Even when shares trade at a low multiple, restarting a proven M&A strategy can be superior to buybacks. M&A drives faster growth, accelerates deleveraging, and enhances competitive position, leading to greater multiple expansion and long-term value creation.
Contrary to popular belief, AI disruption in fields like accounting may accelerate industry consolidation. Well-capitalized incumbents like CBiz can invest in AI to gain an edge, making smaller firms less competitive and creating a pipeline of attractive M&A targets.
The market penalizes even stable, cash-generative businesses for high leverage (e.g., >3.5x debt/EBITDA). This creates a "distress multiple," as investors price in tail risk from events like interest rate spikes. Deleveraging is critical to remove this discount and achieve multiple expansion.
In people-based industries, an acquirer's culture is a key differentiator.
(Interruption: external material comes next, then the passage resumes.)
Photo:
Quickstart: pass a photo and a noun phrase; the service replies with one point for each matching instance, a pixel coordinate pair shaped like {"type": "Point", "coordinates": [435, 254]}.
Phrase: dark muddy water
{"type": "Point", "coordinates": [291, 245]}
Founders of target firms will often choose a buyer with a reputation for valuing employees over a higher bid from a private equity firm known for cost-cutting, making culture a tangible competitive M&A advantage.
Large, premium-branded firms (like the "Big Four") are hesitant to leverage new efficiencies like AI to attack middle-market clients. Doing so would require price cuts that would cannibalize their highly profitable, brand-driven core business, creating a protective moat for tier-two players.
While AI may empower top-performing individuals, a firm can retain them by offering a diversified suite of services that a single person cannot replicate. Clients need a range of expertise (e.g., valuation, due diligence), making the institutional firm a more strategic partner than a lone superstar.
After a large, debt-funded acquisition, deleveraging should be the top priority over share buybacks. Choosing buybacks sends a mixed signal, disappoints investors expecting a return to the growth playbook, and leaves the company too financially constrained to pursue future strategic M&A opportunities.
A board composed of long-tenured, retirement-age directors with minimal stock ownership is a significant governance risk. This structure can lead to complacency and an inability to adapt to rapid technological shifts like AI, potentially prioritizing stability over shareholder value creation.
Issuing equity, even at a seemingly low price, can be value-accretive if the capital is used to de-lever. A cleaner balance sheet makes the company investable for a new class of institutional funds that avoid highly leveraged businesses, thereby expanding the potential buyer pool and removing a valuation discount.